An abridged Kaballat Shabbat is recited that begins with Mizmor Shir L'Yom HaShabbat. Bameh Madlikin should be omitted.
The Maariv Amidah is the Amidah for Yom Tov with proper insertions for Shabbat and Sukkot.
Vayechulu is recited after the Amidah. If you are not praying in synagogue, Magen Avot is omitted.
If you are eating in a Sukkah, Kiddush should not be said before nightfall (7:02 PM).
The Kiddush said is the one for Yom Tov with proper insertions for Shabbat and Sukkot. Kiddush begins with Yom Hashishi. If you are eating in a Sukkah, Kiddush is followed by the Leishev BaSukkah blessing and the Shehechiyanu blessing. If you are not eating in a Sukkah, Kiddush is followed by Shehechiyanu.
In the event of rain:
If possible, one should wait an hour or two for the rain to stop in order to recite a complete Kiddush.
If the rain does not stop, one recites Kiddush without Leishev and then eats a k’zayis of bread in the sukkah.
The rest of the meal continues in the house.
If one has an opportunity to eat in the sukkah after the rain stops, even if it is after Birkas HaMazon, one should return to the sukkah, recite Leishev BaSukkah and eat a k’beitzah of bread.
All the Amidahs are the ones for Yom Tov with appropriate insertions for Shabbat and Sukkot.
The lulav and etrog are not shaken on Shabbat.
Full Hallel is recited.
Mussaf Amidah for Yom Tov with proper insertions for Shabbos and Sukkos.
The Hoshanot part of the service can be said without a minyan.
Preparations for the second day may not begin until nightfall (7:19 PM). Candle lighting must be performed after this time.
The Maariv of Yom Toov is said with insertions for Sukkot and the "vetodi'einu" passage for Saturday evening.
Kiddush for Yom Tov includes the blessing on the fire, the havdallah blessing, and Shehechiyanu (and leishev if one is eating in the Sukkah).
The Amidahs are for Yom Tov with proper insertions for Sukkot.
The lulav and etrog are taken before Hallel. Two blessings are recited: Al Netilas Lulav and Shehechiyanu.
Full Hallel is recited.
Again, one can recite Hoshanot, even if one is praying without a minyan.

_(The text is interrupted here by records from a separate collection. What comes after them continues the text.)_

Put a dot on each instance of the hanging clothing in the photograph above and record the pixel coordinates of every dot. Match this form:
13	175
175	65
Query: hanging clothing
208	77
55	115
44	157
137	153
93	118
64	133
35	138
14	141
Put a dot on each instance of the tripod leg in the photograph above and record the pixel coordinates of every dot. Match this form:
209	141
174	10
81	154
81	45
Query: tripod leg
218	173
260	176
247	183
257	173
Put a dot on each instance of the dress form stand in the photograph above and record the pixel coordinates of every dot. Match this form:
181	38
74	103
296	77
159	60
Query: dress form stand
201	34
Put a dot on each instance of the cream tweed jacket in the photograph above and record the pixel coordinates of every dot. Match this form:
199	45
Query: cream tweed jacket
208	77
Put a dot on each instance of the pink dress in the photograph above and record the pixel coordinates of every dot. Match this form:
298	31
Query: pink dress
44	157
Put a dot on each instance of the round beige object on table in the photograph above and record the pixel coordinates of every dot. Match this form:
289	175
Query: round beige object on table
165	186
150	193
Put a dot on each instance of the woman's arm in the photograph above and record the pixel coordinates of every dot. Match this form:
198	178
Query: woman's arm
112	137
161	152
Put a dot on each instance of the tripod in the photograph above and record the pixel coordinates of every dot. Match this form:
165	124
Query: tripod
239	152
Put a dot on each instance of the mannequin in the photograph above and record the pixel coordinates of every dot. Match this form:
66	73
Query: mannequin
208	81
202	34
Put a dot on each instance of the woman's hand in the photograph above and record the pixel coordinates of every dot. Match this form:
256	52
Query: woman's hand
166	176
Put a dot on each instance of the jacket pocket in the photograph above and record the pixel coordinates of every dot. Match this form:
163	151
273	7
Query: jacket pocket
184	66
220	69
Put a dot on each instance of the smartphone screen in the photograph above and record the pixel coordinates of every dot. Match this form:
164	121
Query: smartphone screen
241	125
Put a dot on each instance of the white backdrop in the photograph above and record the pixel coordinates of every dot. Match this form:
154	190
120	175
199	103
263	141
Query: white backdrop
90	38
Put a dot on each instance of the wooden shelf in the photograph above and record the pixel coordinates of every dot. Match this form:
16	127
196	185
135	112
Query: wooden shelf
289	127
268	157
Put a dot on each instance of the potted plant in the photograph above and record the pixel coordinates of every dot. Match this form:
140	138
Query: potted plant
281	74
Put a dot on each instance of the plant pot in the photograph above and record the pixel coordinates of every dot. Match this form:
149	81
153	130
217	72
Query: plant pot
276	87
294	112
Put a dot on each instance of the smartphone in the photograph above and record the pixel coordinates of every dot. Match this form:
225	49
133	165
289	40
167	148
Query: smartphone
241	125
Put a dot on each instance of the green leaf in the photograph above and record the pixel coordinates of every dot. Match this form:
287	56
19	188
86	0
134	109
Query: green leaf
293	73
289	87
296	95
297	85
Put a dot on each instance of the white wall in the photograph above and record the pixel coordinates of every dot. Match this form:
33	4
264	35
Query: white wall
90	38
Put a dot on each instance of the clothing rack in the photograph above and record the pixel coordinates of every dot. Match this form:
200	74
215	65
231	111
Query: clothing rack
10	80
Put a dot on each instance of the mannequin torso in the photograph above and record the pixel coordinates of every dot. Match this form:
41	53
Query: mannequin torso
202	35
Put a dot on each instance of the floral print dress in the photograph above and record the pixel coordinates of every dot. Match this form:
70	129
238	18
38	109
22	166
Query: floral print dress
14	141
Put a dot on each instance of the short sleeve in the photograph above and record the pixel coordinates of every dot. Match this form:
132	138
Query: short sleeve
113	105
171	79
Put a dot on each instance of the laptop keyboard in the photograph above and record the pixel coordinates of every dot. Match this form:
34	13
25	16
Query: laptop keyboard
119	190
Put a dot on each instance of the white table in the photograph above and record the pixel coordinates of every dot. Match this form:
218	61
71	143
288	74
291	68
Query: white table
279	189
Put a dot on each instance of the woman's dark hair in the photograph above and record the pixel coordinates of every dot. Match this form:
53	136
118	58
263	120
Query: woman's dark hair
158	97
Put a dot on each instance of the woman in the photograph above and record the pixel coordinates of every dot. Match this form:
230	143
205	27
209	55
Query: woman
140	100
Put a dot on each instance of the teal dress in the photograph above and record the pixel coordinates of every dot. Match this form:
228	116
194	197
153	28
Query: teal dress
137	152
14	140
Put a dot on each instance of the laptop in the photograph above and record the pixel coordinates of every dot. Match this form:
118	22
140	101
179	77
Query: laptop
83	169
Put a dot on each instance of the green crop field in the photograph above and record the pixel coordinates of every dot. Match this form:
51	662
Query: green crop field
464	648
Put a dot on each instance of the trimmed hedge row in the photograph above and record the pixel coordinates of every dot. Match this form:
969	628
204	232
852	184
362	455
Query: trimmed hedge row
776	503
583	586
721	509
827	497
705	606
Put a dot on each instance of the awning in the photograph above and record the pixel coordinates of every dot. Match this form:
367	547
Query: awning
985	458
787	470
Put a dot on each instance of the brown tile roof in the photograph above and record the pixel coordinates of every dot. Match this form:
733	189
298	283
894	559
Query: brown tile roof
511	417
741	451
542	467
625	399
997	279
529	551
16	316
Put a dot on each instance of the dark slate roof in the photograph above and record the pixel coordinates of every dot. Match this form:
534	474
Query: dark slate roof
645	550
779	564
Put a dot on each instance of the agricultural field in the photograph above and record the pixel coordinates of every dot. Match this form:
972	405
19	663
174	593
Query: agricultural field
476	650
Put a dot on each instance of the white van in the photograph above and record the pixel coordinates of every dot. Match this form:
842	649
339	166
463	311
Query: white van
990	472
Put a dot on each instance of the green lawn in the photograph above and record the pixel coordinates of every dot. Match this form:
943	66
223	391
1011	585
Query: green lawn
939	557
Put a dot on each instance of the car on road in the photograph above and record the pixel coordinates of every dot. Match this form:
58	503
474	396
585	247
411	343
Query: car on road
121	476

One remains in place when reciting Hoshanot without a minyan.
Maariv at the end of Yom Tov includes Ata Chonantanu and Yaale Veyavo.
Havdallah consists of two blessings: Hagafen and Hamavdil. Fire and spices are not used for the havdallah. If possible, this should be recited in the Sukkah. If one isn't planning on eating in the sukkah after Havdallah, Leishev BaSukkah should not be said.
Monday to Friday
Shacharit, Mincha and Ma’ariv follow weekday services while including Ya’aleh V’Yavo.
Lamenatzeach and Tachanun are not recited on Chol HaMoed.
The four species are taken before Hallel.
Full Hallel is recited every day of Sukkot after Shacharis.
Yom Tov Mussaf is recited each day with the proper insertions for the particular day of Chol HaMoed.
Hoshanot can be recited without a minyan. One remains in place when reciting Hoshanot without a minyan.
Friday is a longer service due to Hoshana Rabba.